Atas ucapannya itu, masyarakat adat di Kalimantan melayangkan protes dan ultimatum terbuka. Bahkan, masyarakat Kalimantan melakukan pelaporan tindak pidana ke kepolisian di sejumlah daerah, termasuk di Jakarta.
Dalam pelaporan tersebut, masyarakat Kalimantan menilai Edy Mulyadi melakukan penghinaan terhadap masyarakat di Kalimantan. “Terkait pelaporan terhadap EM, ada sejumlah tiga pelaporan yang dilakukan, 16 pengaduan, dan 18 pernyataan sikap dari berbagai elemen yang menolak pernyataan tersebut (EM),” ujar Ramadhan.

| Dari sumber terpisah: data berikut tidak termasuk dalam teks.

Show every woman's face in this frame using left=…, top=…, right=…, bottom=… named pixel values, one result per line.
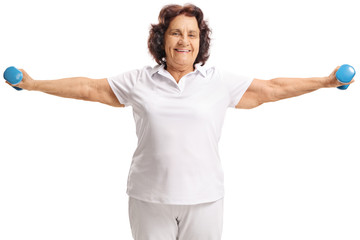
left=164, top=15, right=200, bottom=70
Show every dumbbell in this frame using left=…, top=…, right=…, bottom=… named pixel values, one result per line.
left=3, top=66, right=23, bottom=91
left=336, top=64, right=356, bottom=90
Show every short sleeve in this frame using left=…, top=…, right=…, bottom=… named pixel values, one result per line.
left=107, top=69, right=140, bottom=107
left=220, top=70, right=254, bottom=108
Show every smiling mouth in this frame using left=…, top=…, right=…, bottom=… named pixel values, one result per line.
left=175, top=49, right=191, bottom=53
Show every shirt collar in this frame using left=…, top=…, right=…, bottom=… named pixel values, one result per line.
left=194, top=63, right=207, bottom=77
left=150, top=63, right=207, bottom=78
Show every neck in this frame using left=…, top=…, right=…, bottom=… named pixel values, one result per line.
left=166, top=63, right=194, bottom=83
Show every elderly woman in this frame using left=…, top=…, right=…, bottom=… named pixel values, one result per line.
left=8, top=3, right=354, bottom=240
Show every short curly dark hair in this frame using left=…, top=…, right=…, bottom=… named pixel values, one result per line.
left=148, top=4, right=212, bottom=66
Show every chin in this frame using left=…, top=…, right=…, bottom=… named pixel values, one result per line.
left=174, top=59, right=194, bottom=66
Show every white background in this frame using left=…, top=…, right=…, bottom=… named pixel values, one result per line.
left=0, top=0, right=359, bottom=239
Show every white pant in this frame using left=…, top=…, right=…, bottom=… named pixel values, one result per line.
left=128, top=197, right=224, bottom=240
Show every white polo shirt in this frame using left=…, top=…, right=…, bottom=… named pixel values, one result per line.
left=108, top=64, right=253, bottom=205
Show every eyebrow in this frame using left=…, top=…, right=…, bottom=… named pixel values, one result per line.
left=170, top=29, right=199, bottom=33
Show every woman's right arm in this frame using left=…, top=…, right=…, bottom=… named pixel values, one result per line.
left=7, top=69, right=124, bottom=107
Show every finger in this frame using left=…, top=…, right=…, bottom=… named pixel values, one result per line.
left=5, top=80, right=20, bottom=87
left=19, top=69, right=26, bottom=77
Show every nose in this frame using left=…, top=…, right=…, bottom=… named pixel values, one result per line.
left=178, top=35, right=190, bottom=46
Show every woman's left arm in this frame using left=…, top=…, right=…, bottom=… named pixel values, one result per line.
left=236, top=66, right=355, bottom=109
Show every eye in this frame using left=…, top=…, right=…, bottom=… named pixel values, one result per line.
left=171, top=32, right=180, bottom=36
left=189, top=32, right=198, bottom=38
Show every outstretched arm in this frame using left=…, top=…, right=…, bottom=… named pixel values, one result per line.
left=236, top=66, right=355, bottom=109
left=6, top=69, right=124, bottom=107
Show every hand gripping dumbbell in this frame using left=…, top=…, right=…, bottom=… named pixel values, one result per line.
left=3, top=66, right=23, bottom=91
left=336, top=64, right=356, bottom=90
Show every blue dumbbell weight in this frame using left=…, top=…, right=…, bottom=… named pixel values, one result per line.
left=3, top=66, right=23, bottom=91
left=336, top=64, right=356, bottom=90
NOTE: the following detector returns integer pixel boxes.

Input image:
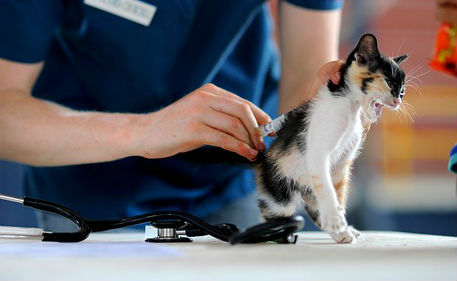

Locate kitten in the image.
[178,33,408,244]
[255,34,408,243]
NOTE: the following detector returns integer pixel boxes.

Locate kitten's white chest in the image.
[308,89,363,166]
[330,108,363,164]
[273,88,363,184]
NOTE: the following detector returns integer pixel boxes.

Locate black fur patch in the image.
[257,198,268,211]
[276,103,310,153]
[300,186,313,197]
[377,55,406,98]
[361,77,374,94]
[304,205,320,226]
[327,62,350,96]
[256,103,312,204]
[257,156,301,204]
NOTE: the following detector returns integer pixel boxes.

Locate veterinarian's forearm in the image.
[278,2,341,113]
[0,88,142,166]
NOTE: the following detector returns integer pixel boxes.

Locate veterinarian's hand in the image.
[309,60,345,99]
[135,83,271,161]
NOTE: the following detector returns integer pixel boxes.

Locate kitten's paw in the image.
[319,206,347,234]
[347,225,361,238]
[330,227,357,244]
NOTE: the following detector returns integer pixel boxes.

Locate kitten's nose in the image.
[391,98,401,108]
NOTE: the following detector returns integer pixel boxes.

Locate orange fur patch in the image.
[334,178,348,207]
[348,63,388,94]
[311,175,323,194]
[369,74,390,93]
[334,179,347,191]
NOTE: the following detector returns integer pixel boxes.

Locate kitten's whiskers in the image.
[396,101,415,123]
[406,82,423,95]
[407,63,424,78]
[396,39,406,58]
[405,63,427,96]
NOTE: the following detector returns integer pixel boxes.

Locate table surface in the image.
[0,231,456,281]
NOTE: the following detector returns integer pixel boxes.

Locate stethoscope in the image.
[0,193,304,245]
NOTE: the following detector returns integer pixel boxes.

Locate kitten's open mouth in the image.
[370,99,384,118]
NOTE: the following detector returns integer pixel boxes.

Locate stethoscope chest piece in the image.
[145,220,192,243]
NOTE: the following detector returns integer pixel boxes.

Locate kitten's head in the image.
[345,34,408,122]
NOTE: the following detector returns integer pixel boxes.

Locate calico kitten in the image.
[255,34,408,244]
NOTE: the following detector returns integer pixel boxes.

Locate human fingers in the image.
[200,124,259,161]
[202,90,265,151]
[308,60,344,99]
[201,83,272,126]
[319,60,345,85]
[201,109,254,148]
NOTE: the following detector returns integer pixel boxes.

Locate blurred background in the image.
[1,0,456,236]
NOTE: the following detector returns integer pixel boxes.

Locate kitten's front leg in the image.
[308,158,348,235]
[330,134,364,242]
[332,146,359,210]
[330,167,360,243]
[306,101,358,243]
[329,226,360,243]
[332,165,351,209]
[308,152,359,243]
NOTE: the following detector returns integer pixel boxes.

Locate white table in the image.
[0,231,456,281]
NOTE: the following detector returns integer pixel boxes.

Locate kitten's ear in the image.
[354,34,380,65]
[393,54,408,64]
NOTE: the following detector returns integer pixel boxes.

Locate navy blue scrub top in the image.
[0,0,342,220]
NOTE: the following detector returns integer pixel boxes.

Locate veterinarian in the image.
[0,0,343,230]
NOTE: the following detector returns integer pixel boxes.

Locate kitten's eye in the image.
[400,89,405,98]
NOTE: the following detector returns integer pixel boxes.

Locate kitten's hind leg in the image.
[257,191,302,220]
[302,188,321,228]
[255,160,303,220]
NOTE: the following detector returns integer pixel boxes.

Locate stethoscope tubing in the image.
[0,193,304,244]
[24,197,91,242]
[0,194,232,242]
[88,211,233,242]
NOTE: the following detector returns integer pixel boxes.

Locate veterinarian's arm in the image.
[278,1,342,113]
[0,59,267,166]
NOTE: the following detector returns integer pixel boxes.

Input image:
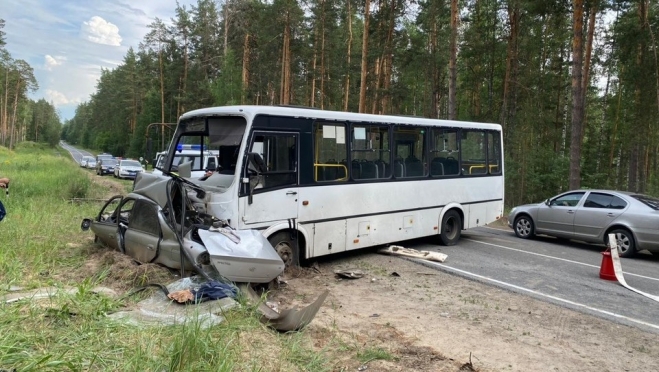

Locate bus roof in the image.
[178,105,502,131]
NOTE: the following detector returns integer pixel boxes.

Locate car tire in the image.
[606,229,636,258]
[268,231,301,269]
[514,215,535,239]
[440,209,462,246]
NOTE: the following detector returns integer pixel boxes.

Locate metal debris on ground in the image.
[334,269,365,279]
[378,245,448,263]
[240,283,329,332]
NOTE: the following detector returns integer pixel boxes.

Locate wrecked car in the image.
[81,174,285,284]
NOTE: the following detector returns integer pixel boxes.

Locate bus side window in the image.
[461,130,487,175]
[314,122,348,182]
[351,124,390,180]
[249,133,298,189]
[393,126,427,178]
[430,129,460,176]
[487,132,501,174]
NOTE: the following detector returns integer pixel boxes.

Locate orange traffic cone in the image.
[599,249,617,281]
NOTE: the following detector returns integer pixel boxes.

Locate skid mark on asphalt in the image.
[464,237,659,283]
[420,260,659,332]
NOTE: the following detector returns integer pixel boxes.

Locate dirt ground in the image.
[272,248,659,372]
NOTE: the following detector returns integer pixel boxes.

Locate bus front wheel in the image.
[268,231,300,268]
[440,210,462,246]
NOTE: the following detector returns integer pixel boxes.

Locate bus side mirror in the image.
[247,152,266,174]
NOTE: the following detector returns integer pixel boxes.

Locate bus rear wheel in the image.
[268,231,300,269]
[440,210,461,246]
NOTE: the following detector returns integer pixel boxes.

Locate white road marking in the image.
[422,260,659,331]
[465,238,659,283]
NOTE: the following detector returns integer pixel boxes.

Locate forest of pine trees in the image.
[51,0,659,207]
[0,19,62,149]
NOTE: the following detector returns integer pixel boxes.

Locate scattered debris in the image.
[416,272,438,276]
[240,283,329,332]
[390,272,400,277]
[334,269,365,279]
[1,286,117,304]
[378,245,448,263]
[168,289,194,303]
[369,313,380,318]
[109,277,236,328]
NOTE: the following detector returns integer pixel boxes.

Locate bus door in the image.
[241,131,299,224]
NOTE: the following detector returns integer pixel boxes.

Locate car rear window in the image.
[630,194,659,210]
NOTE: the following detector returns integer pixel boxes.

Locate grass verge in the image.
[0,144,332,371]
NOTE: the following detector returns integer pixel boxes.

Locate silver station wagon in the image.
[508,190,659,257]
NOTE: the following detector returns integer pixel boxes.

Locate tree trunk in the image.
[381,0,396,114]
[9,77,20,150]
[311,33,318,107]
[319,0,326,109]
[580,1,597,140]
[358,0,370,113]
[448,0,459,120]
[223,0,230,58]
[343,0,352,111]
[279,18,292,105]
[158,44,165,150]
[569,0,585,190]
[241,34,250,104]
[2,68,8,146]
[500,1,520,133]
[180,31,189,116]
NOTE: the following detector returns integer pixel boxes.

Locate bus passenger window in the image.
[351,125,390,180]
[430,129,459,176]
[314,122,348,182]
[461,130,487,175]
[487,132,502,174]
[393,126,427,178]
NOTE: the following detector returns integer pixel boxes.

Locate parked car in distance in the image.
[80,156,94,168]
[85,158,97,169]
[508,189,659,258]
[96,158,118,176]
[96,153,114,164]
[114,159,144,179]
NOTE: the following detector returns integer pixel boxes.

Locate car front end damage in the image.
[81,170,326,331]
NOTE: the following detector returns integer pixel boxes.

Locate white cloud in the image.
[44,55,66,70]
[45,89,80,106]
[80,16,122,46]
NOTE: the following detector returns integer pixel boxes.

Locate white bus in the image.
[154,105,504,267]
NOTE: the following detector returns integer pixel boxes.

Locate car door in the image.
[241,131,299,224]
[92,196,122,251]
[536,192,586,237]
[123,199,161,263]
[573,192,626,240]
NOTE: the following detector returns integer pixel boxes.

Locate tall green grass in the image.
[0,144,331,371]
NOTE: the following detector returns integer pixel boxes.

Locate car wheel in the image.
[440,209,462,246]
[514,215,535,239]
[606,229,636,258]
[268,231,301,269]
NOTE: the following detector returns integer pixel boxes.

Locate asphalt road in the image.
[60,141,93,164]
[402,226,659,334]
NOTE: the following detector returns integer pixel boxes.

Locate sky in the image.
[3,0,198,121]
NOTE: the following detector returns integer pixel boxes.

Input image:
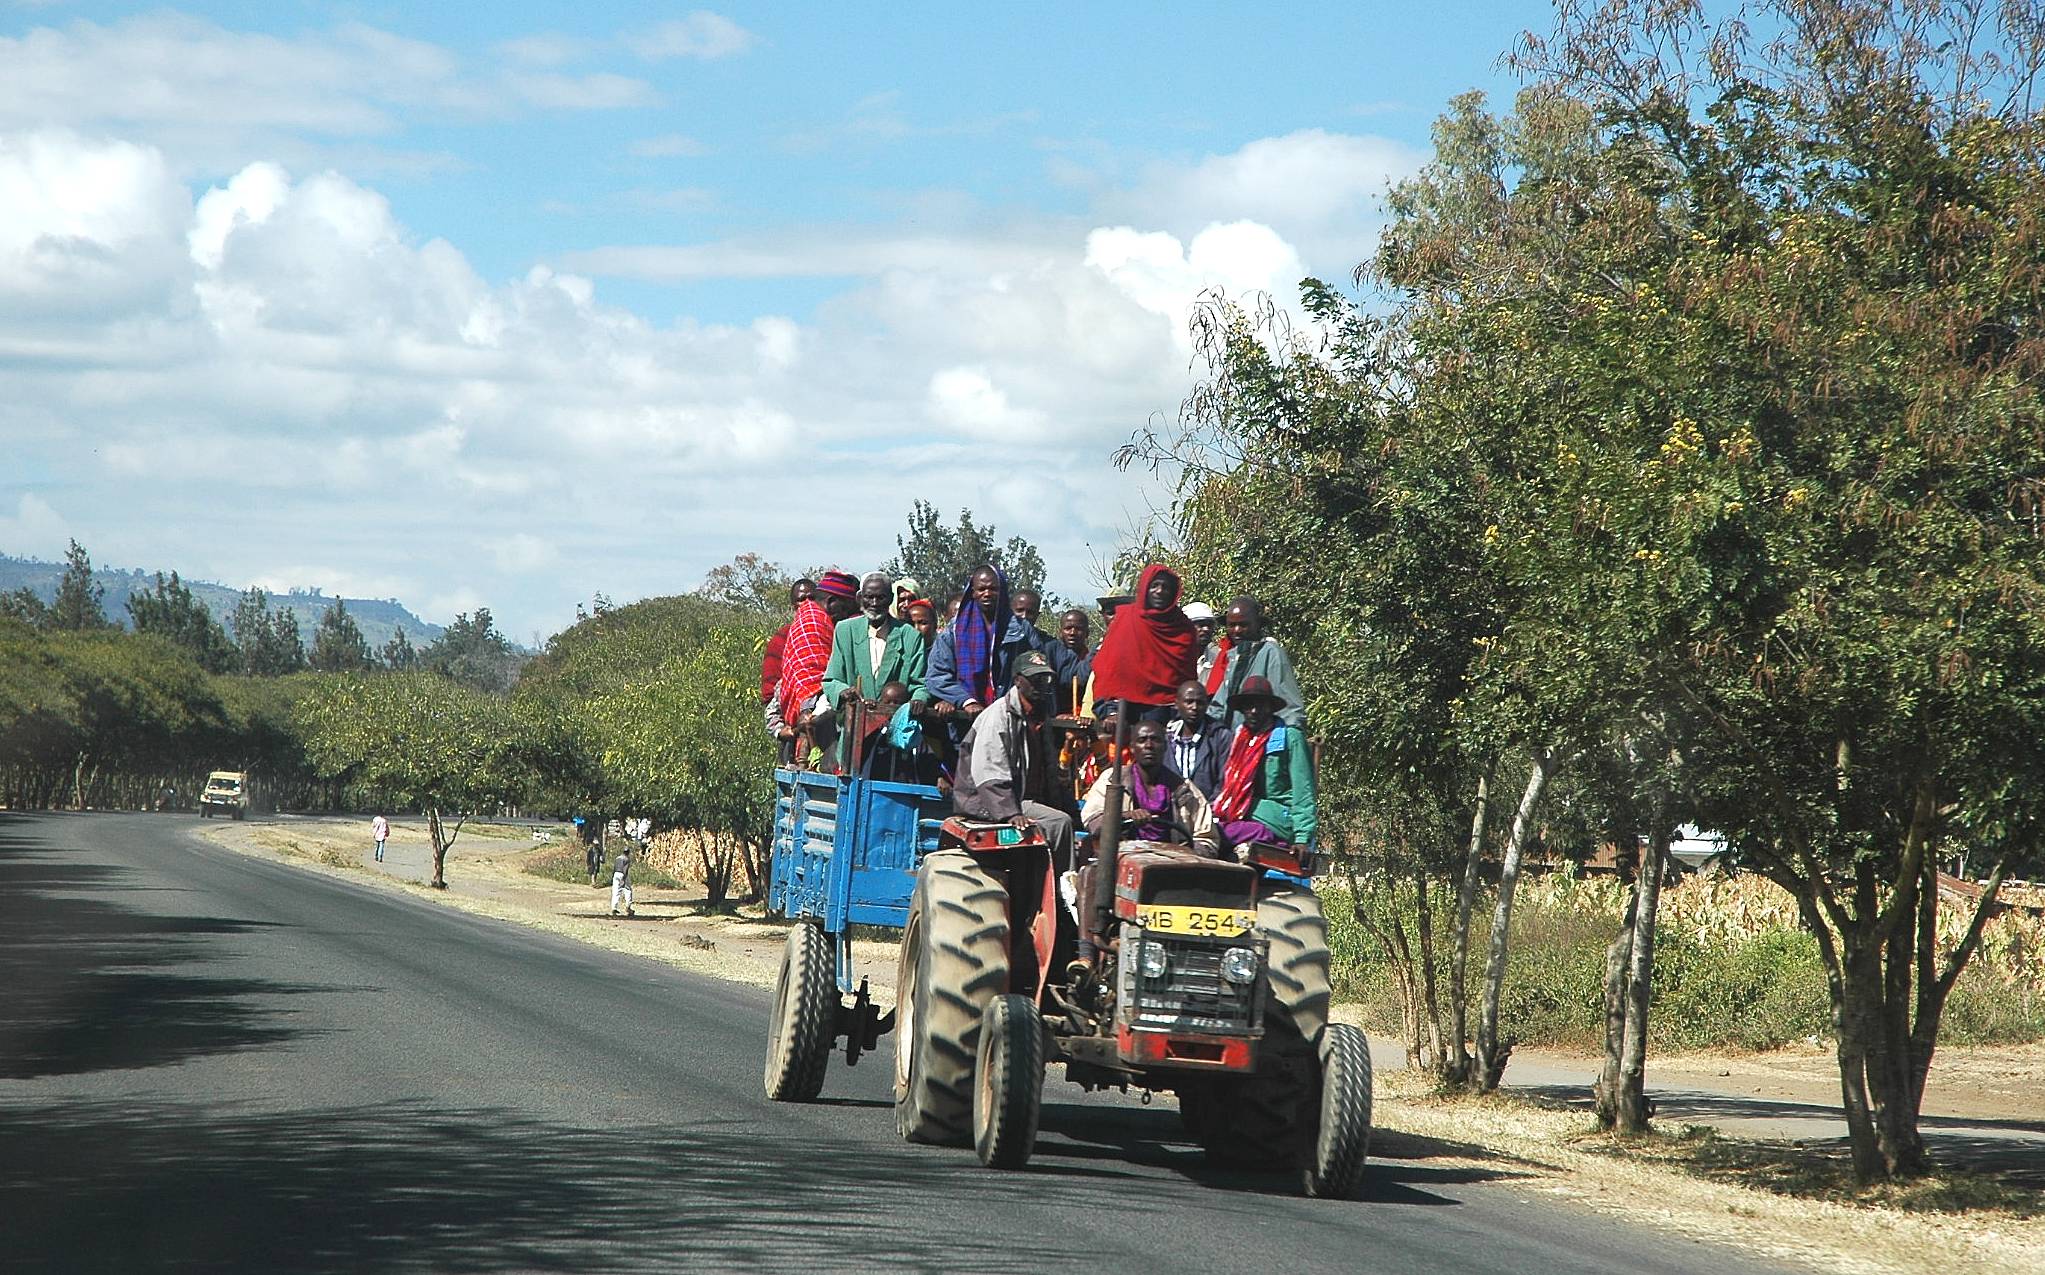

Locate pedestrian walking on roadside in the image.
[372,814,390,863]
[610,845,635,917]
[577,816,601,885]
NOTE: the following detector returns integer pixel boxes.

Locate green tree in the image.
[696,553,801,616]
[0,588,48,628]
[297,672,530,886]
[1134,0,2045,1182]
[381,626,418,671]
[49,539,113,632]
[309,599,375,673]
[515,593,777,899]
[231,588,306,676]
[128,571,236,673]
[422,608,522,693]
[882,500,1048,597]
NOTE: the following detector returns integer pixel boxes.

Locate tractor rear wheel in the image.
[971,994,1043,1169]
[1188,884,1333,1167]
[893,851,1010,1145]
[1304,1023,1373,1198]
[763,922,836,1102]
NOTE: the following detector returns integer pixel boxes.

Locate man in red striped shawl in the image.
[779,571,860,761]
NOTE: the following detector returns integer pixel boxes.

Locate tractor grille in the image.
[1127,935,1259,1034]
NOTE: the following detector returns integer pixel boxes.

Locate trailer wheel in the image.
[894,851,1009,1146]
[1303,1022,1372,1198]
[972,994,1043,1169]
[763,922,836,1102]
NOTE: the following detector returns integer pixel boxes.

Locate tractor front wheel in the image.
[1304,1023,1373,1199]
[893,852,1010,1145]
[763,922,836,1102]
[972,994,1043,1169]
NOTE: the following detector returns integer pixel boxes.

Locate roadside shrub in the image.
[1324,870,2044,1055]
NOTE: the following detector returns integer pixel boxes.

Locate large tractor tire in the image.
[1304,1023,1373,1199]
[763,922,836,1102]
[893,851,1010,1145]
[1184,885,1333,1167]
[972,994,1043,1169]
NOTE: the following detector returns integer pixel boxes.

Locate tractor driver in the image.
[1081,718,1220,858]
[951,649,1074,871]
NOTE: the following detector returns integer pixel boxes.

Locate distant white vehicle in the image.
[199,771,249,820]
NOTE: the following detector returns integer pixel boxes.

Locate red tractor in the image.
[889,792,1372,1196]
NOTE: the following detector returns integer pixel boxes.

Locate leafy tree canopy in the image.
[882,500,1048,599]
[128,571,236,673]
[309,599,375,674]
[49,539,114,632]
[422,608,522,694]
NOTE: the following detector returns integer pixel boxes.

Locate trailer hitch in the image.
[836,976,893,1066]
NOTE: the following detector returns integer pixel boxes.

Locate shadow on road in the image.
[1034,1099,1533,1205]
[0,1097,1314,1275]
[1514,1082,2045,1190]
[0,823,334,1079]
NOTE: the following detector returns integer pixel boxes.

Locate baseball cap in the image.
[1015,650,1055,683]
[1182,601,1216,623]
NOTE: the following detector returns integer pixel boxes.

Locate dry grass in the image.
[1376,1072,2045,1275]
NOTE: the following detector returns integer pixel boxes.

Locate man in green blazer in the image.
[822,571,930,709]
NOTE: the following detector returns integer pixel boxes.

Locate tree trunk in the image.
[1611,815,1670,1133]
[1446,764,1494,1087]
[1475,748,1555,1092]
[426,808,451,888]
[1415,868,1445,1072]
[1593,834,1638,1129]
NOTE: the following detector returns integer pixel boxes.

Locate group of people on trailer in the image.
[759,562,1317,869]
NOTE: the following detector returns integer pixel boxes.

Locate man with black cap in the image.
[953,648,1074,870]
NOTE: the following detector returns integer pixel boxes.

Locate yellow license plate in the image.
[1135,905,1256,937]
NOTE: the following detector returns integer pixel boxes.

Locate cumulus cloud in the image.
[1106,128,1424,277]
[625,13,755,61]
[0,494,69,561]
[0,118,1418,635]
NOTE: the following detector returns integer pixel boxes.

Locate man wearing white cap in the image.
[1183,601,1223,688]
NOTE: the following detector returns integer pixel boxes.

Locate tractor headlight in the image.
[1221,946,1259,986]
[1139,941,1170,980]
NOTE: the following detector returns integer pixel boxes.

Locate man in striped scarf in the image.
[780,571,860,760]
[1212,676,1317,850]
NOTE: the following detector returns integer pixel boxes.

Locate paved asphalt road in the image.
[0,813,1797,1275]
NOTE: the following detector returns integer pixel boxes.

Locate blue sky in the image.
[0,2,1533,641]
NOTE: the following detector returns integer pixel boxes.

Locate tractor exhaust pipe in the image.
[1087,710,1130,951]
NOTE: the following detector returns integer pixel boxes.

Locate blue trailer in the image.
[760,765,949,1100]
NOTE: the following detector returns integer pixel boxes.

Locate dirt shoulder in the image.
[200,815,2045,1275]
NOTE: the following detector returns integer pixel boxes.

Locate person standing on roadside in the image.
[610,843,635,917]
[372,814,390,863]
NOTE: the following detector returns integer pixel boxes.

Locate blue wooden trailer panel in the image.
[769,767,948,991]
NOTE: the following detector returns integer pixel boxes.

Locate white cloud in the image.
[0,16,657,175]
[1085,221,1306,349]
[0,130,192,317]
[0,493,69,560]
[626,13,755,61]
[491,533,559,574]
[0,119,1419,637]
[926,367,1045,440]
[1107,128,1424,278]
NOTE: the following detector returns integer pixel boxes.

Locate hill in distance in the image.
[0,553,445,651]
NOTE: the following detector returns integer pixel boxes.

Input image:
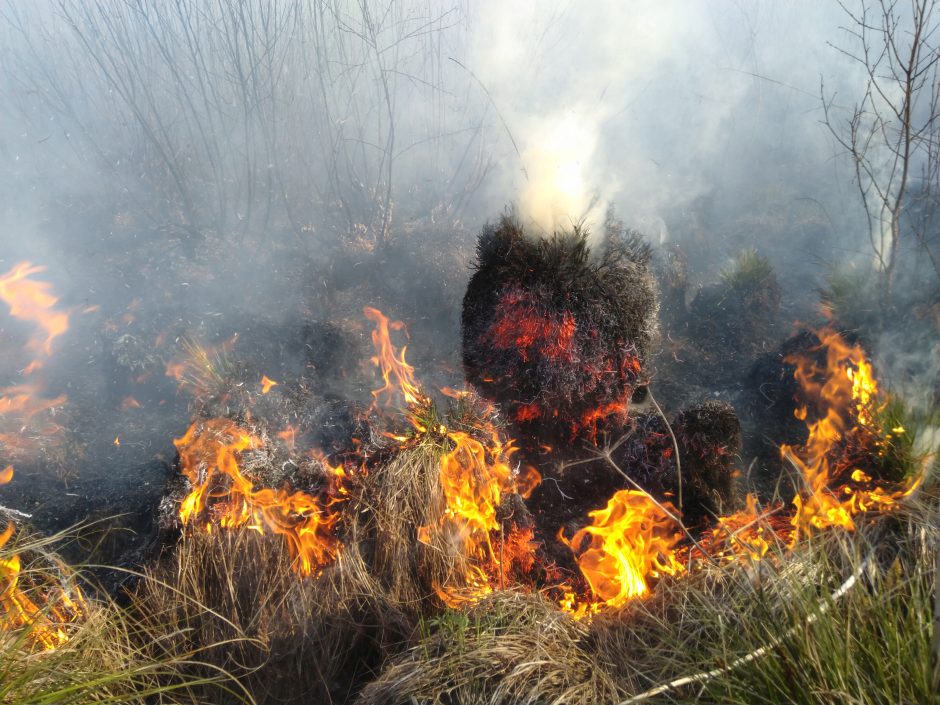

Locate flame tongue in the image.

Pada kanal medsosnya, Edy Mulyadi sudah menyatakan permintaan maaf kepada masyarakat di Kalimantan. Akan tetapi, Ramadhan menambahkan proses hukum atas pelaporan dari masyarakat tersebut, tetap akan dilakukan.
Ramadhan mengatakan, Polri meminta masyarakat untuk percaya atas proses penegakan hukum tersebut. “Kami, dari Polri meminta masyarakat untuk tetap tenang, dan mempercayakan kasus ini dapat ditangani oleh Polri,” ujar dia.